Accordingly, LondonMetric has received irrevocable undertakings and a statement of intent to vote in favour of the LondonMetric Resolution to be proposed at the LondonMetric General Meeting in relation to the Combination, in respect of a total of 44,135,354 LondonMetric Ordinary Shares, representing approximately 6.30 per cent. of the ordinary share capital of LondonMetric in issue on the Latest Practicable Date.

 

Further details of these irrevocable undertakings and the statement of intent are set out in Appendices 3 and 4 to this announcement.

 

Commenting on the Combination, Patrick Vaughan, Chairman of LondonMetric, said:

 

"I am pleased that we have agreed a £414.7 million recommended offer to acquire A&J Mucklow.
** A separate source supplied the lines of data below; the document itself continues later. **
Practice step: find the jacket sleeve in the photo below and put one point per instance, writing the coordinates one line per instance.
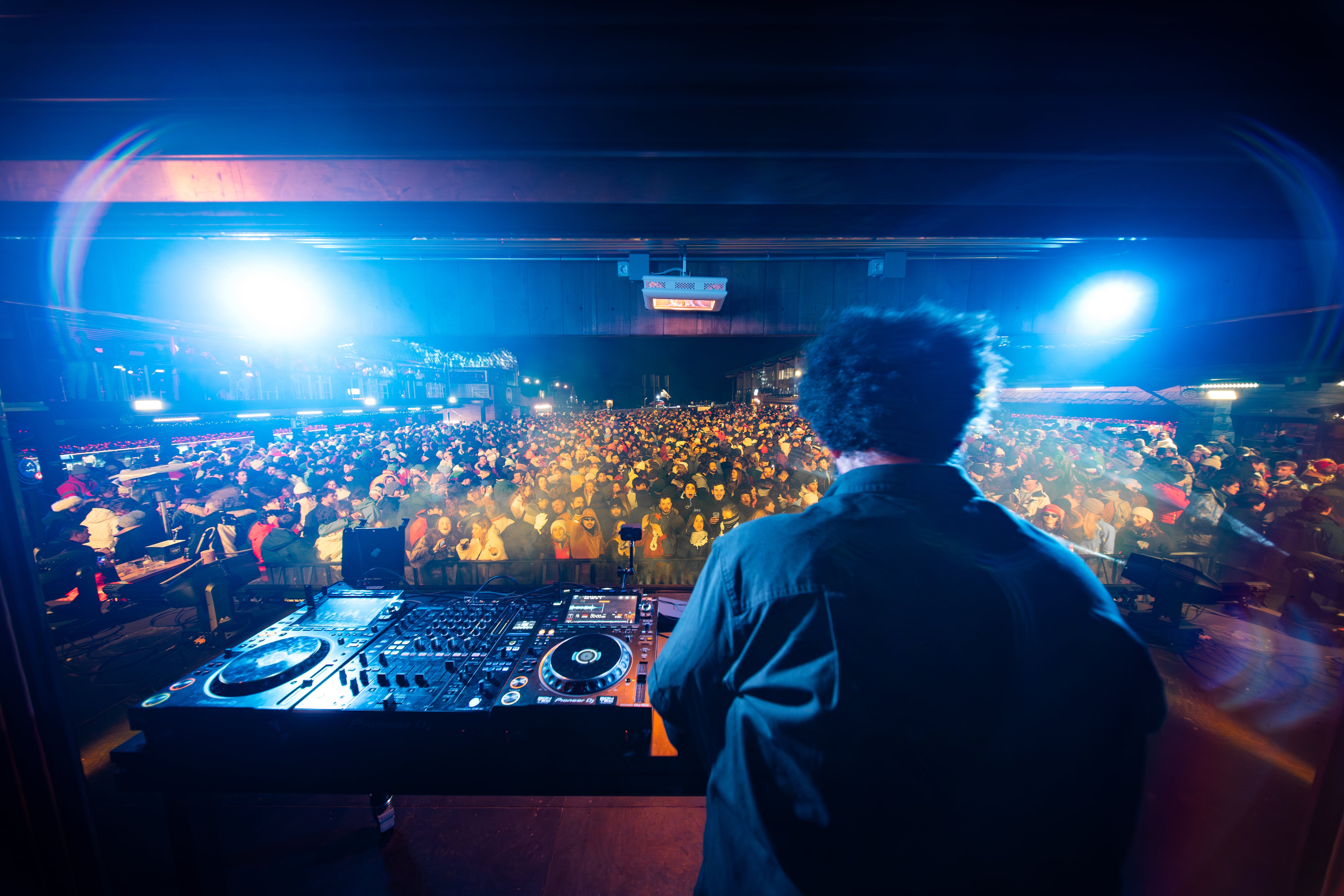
(687, 682)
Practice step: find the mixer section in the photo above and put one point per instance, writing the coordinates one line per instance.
(451, 655)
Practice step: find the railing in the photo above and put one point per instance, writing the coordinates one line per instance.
(447, 574)
(1111, 567)
(466, 574)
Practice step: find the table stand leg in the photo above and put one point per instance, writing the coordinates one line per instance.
(194, 837)
(384, 813)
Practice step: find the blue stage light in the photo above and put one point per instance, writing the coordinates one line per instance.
(1112, 300)
(272, 298)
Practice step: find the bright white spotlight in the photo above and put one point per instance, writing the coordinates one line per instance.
(272, 298)
(1112, 300)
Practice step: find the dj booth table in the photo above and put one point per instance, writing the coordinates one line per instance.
(452, 703)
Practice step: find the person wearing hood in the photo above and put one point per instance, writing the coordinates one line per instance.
(436, 544)
(60, 563)
(1027, 497)
(283, 546)
(1085, 527)
(729, 519)
(484, 543)
(695, 542)
(1142, 535)
(558, 546)
(519, 539)
(77, 484)
(587, 542)
(1050, 519)
(1205, 512)
(136, 531)
(331, 531)
(65, 512)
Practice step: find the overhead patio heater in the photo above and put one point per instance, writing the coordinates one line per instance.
(675, 292)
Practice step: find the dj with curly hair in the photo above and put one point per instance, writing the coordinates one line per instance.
(908, 687)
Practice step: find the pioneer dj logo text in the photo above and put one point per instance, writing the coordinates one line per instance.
(397, 726)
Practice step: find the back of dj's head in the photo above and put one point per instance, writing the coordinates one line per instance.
(906, 384)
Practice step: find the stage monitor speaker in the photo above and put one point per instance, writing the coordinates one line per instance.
(373, 554)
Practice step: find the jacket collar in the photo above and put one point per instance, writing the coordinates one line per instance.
(939, 481)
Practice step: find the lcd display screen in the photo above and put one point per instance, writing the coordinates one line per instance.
(347, 612)
(601, 609)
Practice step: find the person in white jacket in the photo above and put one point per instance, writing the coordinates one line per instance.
(103, 528)
(484, 543)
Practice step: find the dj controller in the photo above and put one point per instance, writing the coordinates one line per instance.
(406, 676)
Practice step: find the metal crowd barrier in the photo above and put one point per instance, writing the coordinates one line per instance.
(462, 574)
(466, 574)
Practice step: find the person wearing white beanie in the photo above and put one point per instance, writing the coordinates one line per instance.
(103, 528)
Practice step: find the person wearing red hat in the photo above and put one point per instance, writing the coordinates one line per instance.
(1050, 519)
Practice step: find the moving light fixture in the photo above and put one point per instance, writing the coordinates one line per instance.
(675, 291)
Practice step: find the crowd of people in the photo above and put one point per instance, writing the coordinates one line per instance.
(514, 489)
(561, 487)
(1119, 489)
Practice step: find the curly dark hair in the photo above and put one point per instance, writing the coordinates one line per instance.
(901, 382)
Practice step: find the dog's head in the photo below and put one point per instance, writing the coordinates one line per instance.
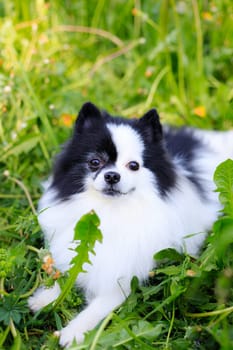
(112, 156)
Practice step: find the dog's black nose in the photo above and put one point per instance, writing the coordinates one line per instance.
(111, 177)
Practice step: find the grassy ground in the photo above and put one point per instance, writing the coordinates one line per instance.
(125, 56)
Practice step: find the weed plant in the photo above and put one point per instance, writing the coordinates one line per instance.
(125, 56)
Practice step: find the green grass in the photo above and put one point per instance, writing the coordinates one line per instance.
(125, 56)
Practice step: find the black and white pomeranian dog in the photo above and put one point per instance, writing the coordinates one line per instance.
(149, 186)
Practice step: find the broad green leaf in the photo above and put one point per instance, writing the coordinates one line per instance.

The combination of their assets, of which approximately 70% is in distribution and industrial property, is consistent with our strategy of increasing our urban logistics exposure. The combination has compelling strategic and portfolio rationale with strong operational and financial benefits. I am delighted to say that we think this deal will be immediately earnings enhancing for shareholders. There will be work to do, but we are excited by the reversionary and asset management potential of their assets which will underpin and further support our progressive dividend policy."

 

Commenting on the Combination, Rupert Mucklow, Chairman and Chief Executive of Mucklow, said:

 

"I have got to know Andrew and his team well over the last few months and am confident LondonMetric is the right fit for Mucklow. LondonMetric has a complementary portfolio which mirrors Mucklow's focus on high quality income producing properties and the LondonMetric management team has the necessary expertise to build on the success that Mucklow has achieved over the 57 years it has been a listed company. The Combination recognises the value of the Mucklow portfolio and resolves the uncertainty around succession planning. I am excited about the future for the combined group as a more resilient and diversified UK-REIT."